Writing in English requires vocabulary fluency
Sometimes English composition teachers need to focus ESL student attention on word fluency. That is, the ability to recall words without dictionaries. Thus, teachers need a bag of activities to build and improve student vocabulary power. Here is one of those activities which all ESL teachers should keep in their back pocket.
ESL Dictogloss
This activity combines a variety of skills and doesn’t take much time. It’s called a dictogloss, a kind of dictation that involves note taking, group discussion and focused attention on language.
To begin, all you need is a short text. Perhaps 50 (beginners) to 200 (high intermediate level) words. It should be a passage which the students have read before (e.g. a section from a textbook).
The activity runs like this:
- Teacher reads the text normal speed – students listen. No writing while reading. After reading give students 3-5 minutes to write notes.

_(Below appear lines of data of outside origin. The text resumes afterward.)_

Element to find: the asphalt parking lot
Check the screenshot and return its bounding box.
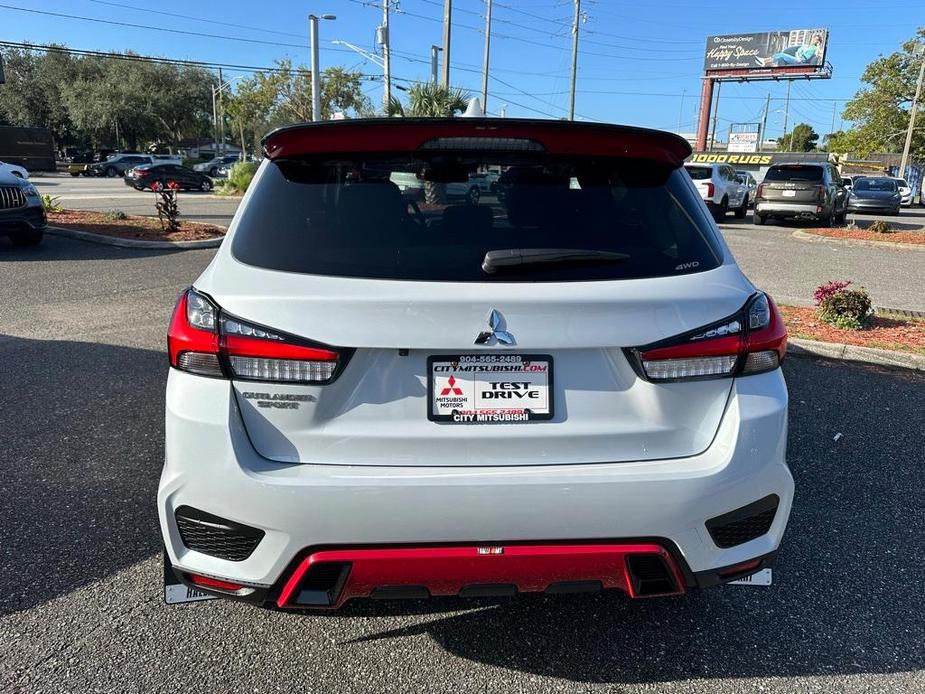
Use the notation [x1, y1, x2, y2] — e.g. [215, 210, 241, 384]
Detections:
[0, 230, 925, 693]
[32, 176, 925, 310]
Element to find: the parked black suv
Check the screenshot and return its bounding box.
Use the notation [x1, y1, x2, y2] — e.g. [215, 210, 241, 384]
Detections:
[754, 162, 848, 227]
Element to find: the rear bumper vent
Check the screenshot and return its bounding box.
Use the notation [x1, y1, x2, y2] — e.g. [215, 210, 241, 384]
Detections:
[175, 506, 264, 561]
[706, 494, 780, 549]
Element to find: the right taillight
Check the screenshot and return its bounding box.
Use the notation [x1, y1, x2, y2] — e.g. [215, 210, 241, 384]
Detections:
[167, 289, 342, 384]
[629, 293, 787, 381]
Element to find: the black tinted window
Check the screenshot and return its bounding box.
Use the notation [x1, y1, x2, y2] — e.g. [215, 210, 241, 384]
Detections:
[764, 164, 824, 181]
[232, 153, 721, 282]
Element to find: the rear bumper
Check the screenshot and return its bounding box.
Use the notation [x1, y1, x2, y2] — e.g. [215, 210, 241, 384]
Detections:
[158, 370, 793, 604]
[755, 200, 826, 219]
[848, 202, 899, 212]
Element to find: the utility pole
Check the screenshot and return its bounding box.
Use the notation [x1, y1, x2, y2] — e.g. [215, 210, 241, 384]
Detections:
[430, 45, 443, 84]
[212, 87, 218, 157]
[758, 92, 771, 152]
[443, 0, 453, 89]
[217, 68, 225, 156]
[710, 80, 723, 149]
[381, 0, 392, 114]
[308, 14, 337, 121]
[784, 80, 793, 149]
[482, 0, 491, 113]
[568, 0, 581, 120]
[899, 43, 925, 178]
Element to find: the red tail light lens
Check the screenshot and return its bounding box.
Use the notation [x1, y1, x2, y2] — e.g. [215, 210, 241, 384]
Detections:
[630, 293, 787, 381]
[167, 289, 341, 384]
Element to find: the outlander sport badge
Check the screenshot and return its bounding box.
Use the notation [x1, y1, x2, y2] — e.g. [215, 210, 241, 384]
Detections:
[475, 309, 514, 345]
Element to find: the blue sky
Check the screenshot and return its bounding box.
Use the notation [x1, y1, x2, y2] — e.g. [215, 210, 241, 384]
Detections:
[0, 0, 925, 139]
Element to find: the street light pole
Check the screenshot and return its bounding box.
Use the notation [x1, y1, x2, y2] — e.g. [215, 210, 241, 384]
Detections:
[430, 45, 443, 84]
[382, 0, 392, 114]
[899, 43, 925, 178]
[568, 0, 581, 120]
[308, 14, 337, 121]
[482, 0, 491, 113]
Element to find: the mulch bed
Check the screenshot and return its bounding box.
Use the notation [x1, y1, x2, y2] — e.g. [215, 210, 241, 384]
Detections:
[803, 228, 925, 244]
[780, 306, 925, 354]
[48, 210, 225, 241]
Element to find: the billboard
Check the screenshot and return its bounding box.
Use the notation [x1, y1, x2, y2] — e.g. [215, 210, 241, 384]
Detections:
[726, 123, 761, 152]
[703, 29, 829, 76]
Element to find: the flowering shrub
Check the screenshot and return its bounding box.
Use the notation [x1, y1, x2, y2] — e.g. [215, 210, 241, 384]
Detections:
[817, 283, 871, 330]
[151, 181, 180, 232]
[813, 280, 851, 306]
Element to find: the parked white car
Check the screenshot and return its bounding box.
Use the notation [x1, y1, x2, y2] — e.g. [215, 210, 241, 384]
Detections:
[893, 178, 912, 207]
[157, 118, 793, 621]
[684, 164, 749, 222]
[0, 161, 29, 180]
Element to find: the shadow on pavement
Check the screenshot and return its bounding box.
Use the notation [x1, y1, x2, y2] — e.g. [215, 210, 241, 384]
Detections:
[0, 232, 184, 265]
[344, 359, 925, 684]
[0, 336, 167, 615]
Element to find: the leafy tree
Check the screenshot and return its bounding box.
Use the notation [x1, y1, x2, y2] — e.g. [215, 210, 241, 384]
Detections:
[777, 123, 819, 152]
[829, 28, 925, 159]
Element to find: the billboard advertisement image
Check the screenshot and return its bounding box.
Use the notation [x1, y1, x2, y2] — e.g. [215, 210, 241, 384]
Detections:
[703, 29, 829, 75]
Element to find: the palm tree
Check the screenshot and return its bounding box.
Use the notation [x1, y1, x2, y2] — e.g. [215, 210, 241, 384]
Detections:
[389, 82, 470, 205]
[389, 82, 470, 118]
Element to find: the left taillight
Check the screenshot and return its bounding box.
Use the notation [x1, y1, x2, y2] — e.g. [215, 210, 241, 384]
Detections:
[628, 292, 787, 382]
[167, 289, 342, 384]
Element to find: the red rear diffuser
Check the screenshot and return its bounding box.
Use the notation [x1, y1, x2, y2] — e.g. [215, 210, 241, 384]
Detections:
[277, 544, 685, 608]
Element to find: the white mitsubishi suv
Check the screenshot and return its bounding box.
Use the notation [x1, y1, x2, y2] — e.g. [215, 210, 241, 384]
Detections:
[157, 118, 793, 609]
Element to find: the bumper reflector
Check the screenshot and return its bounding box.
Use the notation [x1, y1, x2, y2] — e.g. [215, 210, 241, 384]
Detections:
[277, 544, 686, 608]
[189, 574, 244, 593]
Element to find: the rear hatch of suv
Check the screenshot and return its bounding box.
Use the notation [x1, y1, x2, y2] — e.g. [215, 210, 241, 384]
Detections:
[758, 164, 825, 204]
[196, 119, 754, 467]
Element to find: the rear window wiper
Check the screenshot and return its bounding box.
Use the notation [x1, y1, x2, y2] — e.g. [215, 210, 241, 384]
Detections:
[482, 248, 630, 274]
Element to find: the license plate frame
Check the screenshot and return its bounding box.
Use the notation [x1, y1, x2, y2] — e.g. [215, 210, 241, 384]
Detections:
[427, 353, 555, 424]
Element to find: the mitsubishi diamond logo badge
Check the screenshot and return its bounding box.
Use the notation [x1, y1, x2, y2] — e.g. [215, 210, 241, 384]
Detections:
[475, 309, 514, 345]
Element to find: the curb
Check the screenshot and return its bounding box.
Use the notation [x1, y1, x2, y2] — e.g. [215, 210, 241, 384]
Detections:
[45, 226, 225, 251]
[791, 229, 925, 251]
[787, 338, 925, 371]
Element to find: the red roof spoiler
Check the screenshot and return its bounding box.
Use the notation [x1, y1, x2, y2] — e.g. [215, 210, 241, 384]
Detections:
[263, 118, 691, 166]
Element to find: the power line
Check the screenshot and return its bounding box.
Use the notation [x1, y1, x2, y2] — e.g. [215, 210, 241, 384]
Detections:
[83, 0, 303, 39]
[0, 3, 353, 53]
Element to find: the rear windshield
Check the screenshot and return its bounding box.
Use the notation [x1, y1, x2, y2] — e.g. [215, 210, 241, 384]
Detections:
[684, 166, 713, 181]
[854, 178, 896, 193]
[764, 164, 822, 181]
[231, 152, 722, 282]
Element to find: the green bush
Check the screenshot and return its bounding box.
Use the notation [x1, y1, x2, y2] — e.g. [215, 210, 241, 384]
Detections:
[223, 161, 257, 193]
[42, 193, 64, 212]
[819, 287, 871, 330]
[867, 219, 893, 234]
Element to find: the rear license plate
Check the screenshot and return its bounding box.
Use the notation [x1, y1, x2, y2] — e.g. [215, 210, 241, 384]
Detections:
[726, 569, 771, 586]
[427, 354, 553, 424]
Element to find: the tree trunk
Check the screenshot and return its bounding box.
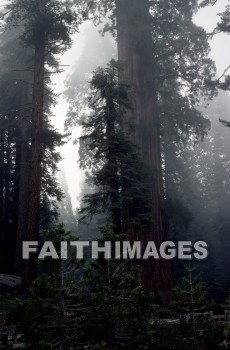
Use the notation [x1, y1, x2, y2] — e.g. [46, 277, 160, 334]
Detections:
[116, 0, 172, 302]
[22, 0, 46, 288]
[15, 106, 30, 276]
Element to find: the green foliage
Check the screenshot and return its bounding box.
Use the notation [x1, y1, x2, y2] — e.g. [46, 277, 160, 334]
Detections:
[80, 61, 153, 233]
[171, 264, 213, 313]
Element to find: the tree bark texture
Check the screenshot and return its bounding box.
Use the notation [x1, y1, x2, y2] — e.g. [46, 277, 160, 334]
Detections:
[116, 0, 172, 302]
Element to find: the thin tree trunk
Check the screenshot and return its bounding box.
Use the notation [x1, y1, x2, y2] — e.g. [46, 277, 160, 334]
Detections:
[15, 108, 30, 276]
[116, 0, 172, 302]
[22, 0, 46, 287]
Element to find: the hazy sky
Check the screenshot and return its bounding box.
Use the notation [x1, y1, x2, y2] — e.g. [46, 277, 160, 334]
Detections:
[0, 0, 230, 208]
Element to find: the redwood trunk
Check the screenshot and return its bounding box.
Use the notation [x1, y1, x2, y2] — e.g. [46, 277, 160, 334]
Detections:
[22, 0, 46, 287]
[116, 0, 172, 301]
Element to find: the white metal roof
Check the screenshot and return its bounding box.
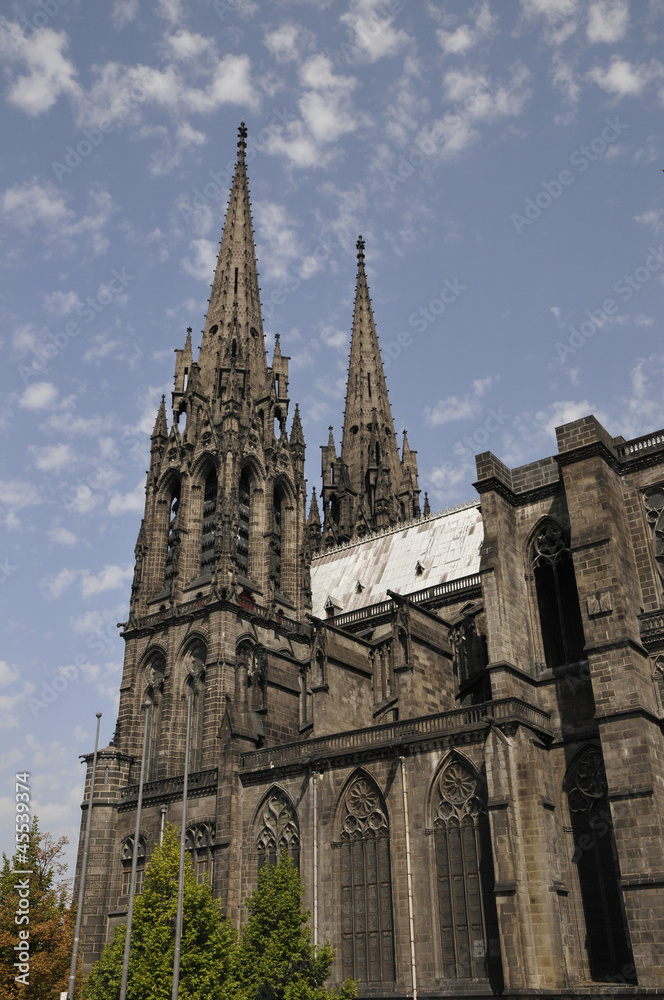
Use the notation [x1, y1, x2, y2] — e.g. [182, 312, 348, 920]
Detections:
[311, 501, 483, 618]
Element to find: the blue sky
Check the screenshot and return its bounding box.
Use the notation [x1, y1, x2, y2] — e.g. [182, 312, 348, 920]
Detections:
[0, 0, 664, 876]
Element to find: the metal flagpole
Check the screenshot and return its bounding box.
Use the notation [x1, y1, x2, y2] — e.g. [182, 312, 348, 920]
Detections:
[171, 682, 195, 1000]
[120, 701, 152, 1000]
[67, 712, 101, 1000]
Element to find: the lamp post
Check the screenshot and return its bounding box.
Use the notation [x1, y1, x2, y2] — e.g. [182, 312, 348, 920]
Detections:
[120, 701, 152, 1000]
[67, 712, 101, 1000]
[171, 677, 196, 1000]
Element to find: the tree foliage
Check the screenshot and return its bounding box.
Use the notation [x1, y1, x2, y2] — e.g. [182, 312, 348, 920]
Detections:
[222, 851, 357, 1000]
[0, 816, 75, 1000]
[84, 823, 236, 1000]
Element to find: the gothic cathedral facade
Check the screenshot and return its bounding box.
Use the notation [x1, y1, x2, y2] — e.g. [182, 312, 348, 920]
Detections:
[79, 125, 664, 998]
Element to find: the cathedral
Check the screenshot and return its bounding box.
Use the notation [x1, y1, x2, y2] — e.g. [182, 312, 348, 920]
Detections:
[79, 125, 664, 1000]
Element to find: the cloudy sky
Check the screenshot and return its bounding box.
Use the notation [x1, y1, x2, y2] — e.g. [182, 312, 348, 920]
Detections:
[0, 0, 664, 876]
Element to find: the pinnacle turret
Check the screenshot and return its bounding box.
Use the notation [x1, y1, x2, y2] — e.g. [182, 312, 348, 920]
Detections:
[341, 236, 401, 515]
[198, 122, 267, 398]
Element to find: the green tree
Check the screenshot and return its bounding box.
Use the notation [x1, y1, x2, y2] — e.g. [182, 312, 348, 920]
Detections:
[84, 823, 237, 1000]
[219, 851, 357, 1000]
[0, 816, 75, 1000]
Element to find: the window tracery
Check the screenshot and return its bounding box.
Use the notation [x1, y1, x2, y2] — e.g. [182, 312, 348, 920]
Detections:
[532, 521, 585, 667]
[566, 745, 635, 982]
[341, 776, 394, 983]
[184, 823, 214, 885]
[256, 789, 300, 870]
[120, 836, 145, 896]
[433, 760, 502, 984]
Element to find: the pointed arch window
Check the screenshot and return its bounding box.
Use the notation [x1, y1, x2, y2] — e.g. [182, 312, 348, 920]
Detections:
[235, 469, 251, 576]
[120, 837, 145, 896]
[200, 469, 217, 576]
[433, 760, 502, 985]
[532, 521, 585, 667]
[255, 789, 300, 871]
[270, 486, 284, 590]
[184, 823, 214, 885]
[164, 482, 180, 590]
[341, 777, 394, 983]
[145, 656, 166, 781]
[187, 643, 207, 771]
[566, 745, 636, 982]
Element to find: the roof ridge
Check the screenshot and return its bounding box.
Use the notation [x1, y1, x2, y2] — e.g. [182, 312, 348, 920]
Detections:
[311, 500, 480, 563]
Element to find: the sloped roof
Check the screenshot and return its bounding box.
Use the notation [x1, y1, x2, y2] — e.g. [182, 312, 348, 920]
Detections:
[311, 501, 483, 618]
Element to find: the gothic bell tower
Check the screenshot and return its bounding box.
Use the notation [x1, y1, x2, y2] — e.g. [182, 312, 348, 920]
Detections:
[131, 124, 308, 617]
[74, 123, 312, 968]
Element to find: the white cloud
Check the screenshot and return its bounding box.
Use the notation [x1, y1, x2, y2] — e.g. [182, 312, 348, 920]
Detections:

- Teacher reads the same text a second time at normal speed – students listen while reading; 3-5 minutes of note taking after reading.
- Teachers reads a third time. Then, students in small groups reconstruct the whole text from their notes. One person is the writer.
- When time is over, teacher gives students full text. Students self check for accuracy.
This 30 minute activity combines lots of important skills, like listening, speaking, note taking, memory recall and writing.
It’s a worthwhile activity to give students a change of pace while building vocabulary and writing skills a the same time.
Thanks Rob, will give this a go. I’ve tried once before with a pre-intermediate class but the text was too long and it took forever. Agree that keeping it short is the key to making this work.
Thanks for the comment Nina. Let me know how it goes in class.